You wonder if it's financially sustainable?

Think about it this way: according to the World Bank, at least 80% of humanity lives on less than $10 a day. In the same time, web resources like this one, give its users an opportunity to make that kind of money ($9) in three hours by resolving CAPTCHA images relayed to them. Don’t you think the potential army of CAPTCHA resolvers has all the reasons to grow?

Detailed analysis of traffic between Koobface and its command-and-control server allowed tapping into its communication channel and injecting various CAPTCHA images in it to assess response time and accuracy. The results are astonishing – the remote site resolved them all.

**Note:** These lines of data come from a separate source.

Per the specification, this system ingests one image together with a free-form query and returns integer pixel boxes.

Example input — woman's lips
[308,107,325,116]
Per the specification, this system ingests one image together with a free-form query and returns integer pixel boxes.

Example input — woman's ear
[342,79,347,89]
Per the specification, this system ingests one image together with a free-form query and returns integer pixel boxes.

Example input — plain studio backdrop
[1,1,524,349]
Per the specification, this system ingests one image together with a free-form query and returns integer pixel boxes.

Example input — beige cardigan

But here is a twist: uploading a large number of random CAPTCHA images into its communication channel will load its processing capacity, potentially up to a denial-of-service point. Well, if not that far, then at least it could potentially harm its business model, considering that the cost of resolving all those injected images would eventually be paid by the Koobface gang.

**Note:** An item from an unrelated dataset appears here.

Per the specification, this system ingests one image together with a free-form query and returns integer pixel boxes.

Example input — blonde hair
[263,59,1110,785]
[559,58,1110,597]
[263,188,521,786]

The tapping mechanism is best illustrated with the following scheme:



There was a tool specifically built to upload CAPTCHA images to the Kobface C&C server and receive the responses. It is available for download here (the ZIP file contains a few test images to upload).

The tool opens up an interesting "dialog" with the back-end operators, a dialog with some interesting discoveries.

At first, the response clearly looks like it was produced by automation:



As seen in this example, the automation tried to OCR the image (which contains a very specific Russian word) – it’s very unlikely that a human would have provided such answer.

Trying to submit it images with the provocative phrases had no luck either – the remote server resolves them vigorously – as if it was a bot, or maybe a smart operator instructed to reply as if he or she was a bot:



But given that no automation can presumably handle really complex images – images that are difficult even for humans to resolve, let’s try to submit with the tool the more complex ones. Here are the results:



As seen on the picture, all Facebook’s CAPTCHAs were resolved pretty well.

But here are a couple of bloopers – these images were resubmitted because the original answers were totally wrong:



Let’s see how it withstands Google’s CAPTCHAs. Here is another blooper revealed:



The wrong answers like "edtgted rghf", "edrfb dfbn", "dfgd dfg", and "asdf df" mean it was not an automation. Otherwise, it would have tried to resolve the images at least partially, or maybe provided nonsense for the noise detected in the picture or any other answer suggesting it was a bot. In the end, the wrong answers would have been at least consistent across several attempts.

These wrong answers simply mean someone was hitting the keyboard (check these keys location), giving those pictures up as too complex puzzles that require too much time/attention, in order to proceed to the easier ones.

These results could mean that the back-end CAPTCHA server has a queue of CAPTCHA images to resolve, and in front of that queue there must be an automation that firstly tries to resolve CAPTCHAs automatically, by using optic image recognition techniques. If the automation fails, it then passes the image down into the queue to be further distributed and picked up by an operator to be processed manually. Such relaying obviously has no method to oppose, as it destroys the very meaning of CAPTCHA – to distinguish a bot from a human. By having them eventually processed by humans, the only reason to keep CAPTCHA protection is to make the resolving process as expensive as 0.5 cent per image.

The question is: is it expensive enough to be justified at all? Probably, it’s expensive enough for the kids who build malware out of curiosity or self-determination (compare it with a trivial latch on your window). But it’s nothing for those guys who build malware for any kind of profit (case with Koobface) as more than likely they can afford 0.5 cent per image.

Taking the C&C down? Maybe, but it will rather pop up in a different place the very next day.

A different way of destroying it is via poisoning its traffic with the fake CAPTCHAs that look exactly as the ones that are passed by a valid Koobface worm. In this case, Koobface authors will be paying for every fake CAPTCHA resolved, the ones generated in the lab, not the real-wild-world ones.

Destroying it financially could be a better option in the end.